Tracking whales. The song that comes out of the sea

ROGER PAYNE turns on a tape recorder, and the song of the humpback whale echoes off the high windows of his 19th-century farmhouse. ``When you get next to a whale, you are completely awed by it,'' he says. ``It reminds you in a beautiful way of where you stand, that you're not really the star of the show, you're just another pretty face. Whales have [that] kind of power over our imaginations.''

The world's largest mammals have long exercised this singular power over Dr. Payne's imagination. From the day in 1967 when he sat in a pitching, noisy boat and first heard their cries, he has been following them, listening to them, and lobbying for their continued existence.

In the process he has accumulated an impressive body of hard knowledge about whales, especially humpbacks, the singers of long, complex songs.

Payne has studied the songs of whales probably as much as any person on earth, logging thousands of hours of tapes in the process. He contributed whale songs to ``Star Trek IV,'' a movie that fancifully attributes powers of intelligent communication to the humpback. But he finds himself too fascinated with the questions to get very caught up in speculative answers.

``Whether or not whales are - in our convoluted, human, slightly Simian way of thinking - conscious of [what they communicate] is almost irrelevant.''

What is highly relevant to the bearded neurophysiologist in worn sneakers and a tweed jacket is the mystery of just what manner and shape the thoughts of whales assume. Voluble and emphatic, he keeps pushing his glasses back up onto the bridge of his nose and fidgeting with whatever comes to hand, as he explains his preoccupation with such questions.

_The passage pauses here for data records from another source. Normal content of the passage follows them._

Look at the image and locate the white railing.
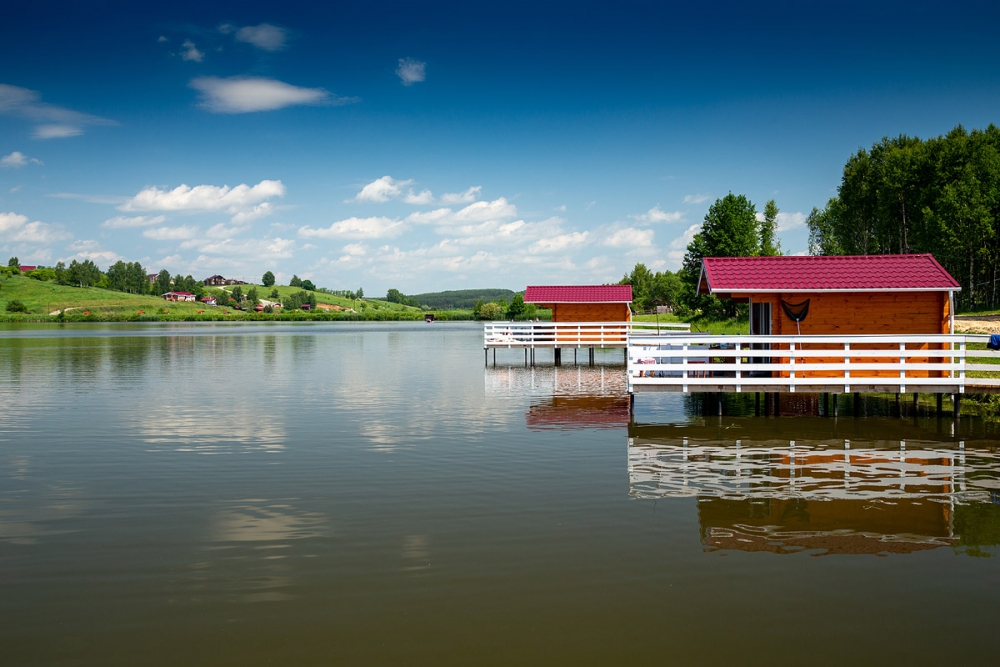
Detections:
[627,333,1000,393]
[483,322,691,348]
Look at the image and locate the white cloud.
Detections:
[441,185,483,206]
[299,217,406,239]
[181,39,205,63]
[757,211,806,232]
[403,190,434,206]
[0,212,72,243]
[396,58,427,86]
[631,205,684,222]
[101,215,167,229]
[528,232,590,254]
[236,23,288,51]
[347,175,413,204]
[190,76,358,113]
[0,151,42,169]
[142,225,198,241]
[66,240,122,266]
[604,227,654,249]
[118,181,285,222]
[0,83,117,139]
[31,125,83,139]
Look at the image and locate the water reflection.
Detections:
[628,425,1000,554]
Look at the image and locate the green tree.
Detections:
[153,269,172,295]
[760,199,781,257]
[681,192,760,317]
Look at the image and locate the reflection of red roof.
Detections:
[698,254,961,294]
[524,285,632,303]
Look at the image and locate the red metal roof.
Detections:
[524,285,632,303]
[698,254,961,294]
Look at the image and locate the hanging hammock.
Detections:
[781,299,809,336]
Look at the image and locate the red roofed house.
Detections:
[698,254,961,377]
[524,285,632,322]
[524,285,632,343]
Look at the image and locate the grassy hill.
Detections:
[410,289,515,310]
[0,276,204,317]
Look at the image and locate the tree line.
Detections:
[807,124,1000,310]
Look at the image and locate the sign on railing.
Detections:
[484,322,691,348]
[628,334,1000,392]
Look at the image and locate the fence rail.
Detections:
[627,333,1000,393]
[483,322,691,349]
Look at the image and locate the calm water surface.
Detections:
[0,323,1000,665]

``What are the thoughts like that go through the brains of whales?'' he asks rhetorically. ``I really think that's the most fascinating question in biology today. All of this speculation about what the brain is used for, whether they are super intelligent, is just that: pure speculation. I welcome that sort of speculation but it's just guessing. The guesses are pretty dull, I suspect, compared to the reality.''

This reality is something he and several assistants at his Long Term Research Institute here in the barns behind his farmhouse grope for, while sifting through spectrograph renderings of whale songs, comparing them with logs of recordings and their own knowledge of cetacean behavior. It is a game of inches, in which the researchers look for small increments of knowledge rather than some dramatic breakthrough to meaning.

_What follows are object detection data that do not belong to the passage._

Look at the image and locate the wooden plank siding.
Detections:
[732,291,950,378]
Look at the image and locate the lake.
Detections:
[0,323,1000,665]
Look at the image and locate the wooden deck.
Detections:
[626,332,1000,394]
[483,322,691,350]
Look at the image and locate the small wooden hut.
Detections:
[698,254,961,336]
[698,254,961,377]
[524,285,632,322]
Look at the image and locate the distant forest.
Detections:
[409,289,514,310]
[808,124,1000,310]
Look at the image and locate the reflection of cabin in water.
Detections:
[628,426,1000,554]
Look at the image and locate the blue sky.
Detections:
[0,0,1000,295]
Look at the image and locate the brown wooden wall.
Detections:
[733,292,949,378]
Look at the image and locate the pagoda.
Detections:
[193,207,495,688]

``It's all edges,'' he says of the team's findings. ``It's all indications.

``What you find out is such things as, `Oh, well, I'll be darned, the song is of this much greater complexity. The ways the whale is manipulating it are such and such,''' he says. This approach has led to discoveries such as the one by his former wife, Katy Payne, that whales gradually evolve the patterns of their songs over the years, and that whales in different breeding grounds sing different songs.

``If they sing the same song, you know they have been in acoustic contact very recently,'' he explains.

``If you go to a place like Hawaii, and you record whale songs, you discover that all the whales are singing the same song. If you go back the following year, you discover again that all the whales are singing the same song - only it's a different song, and it's a modified version of last year's song.''

Payne has to find his way to such observations by following a subject that surfaces to be studied only 5 percent of the time; one that communicates through a medium - underwater sound - that poses considerable technical challenges to the listener.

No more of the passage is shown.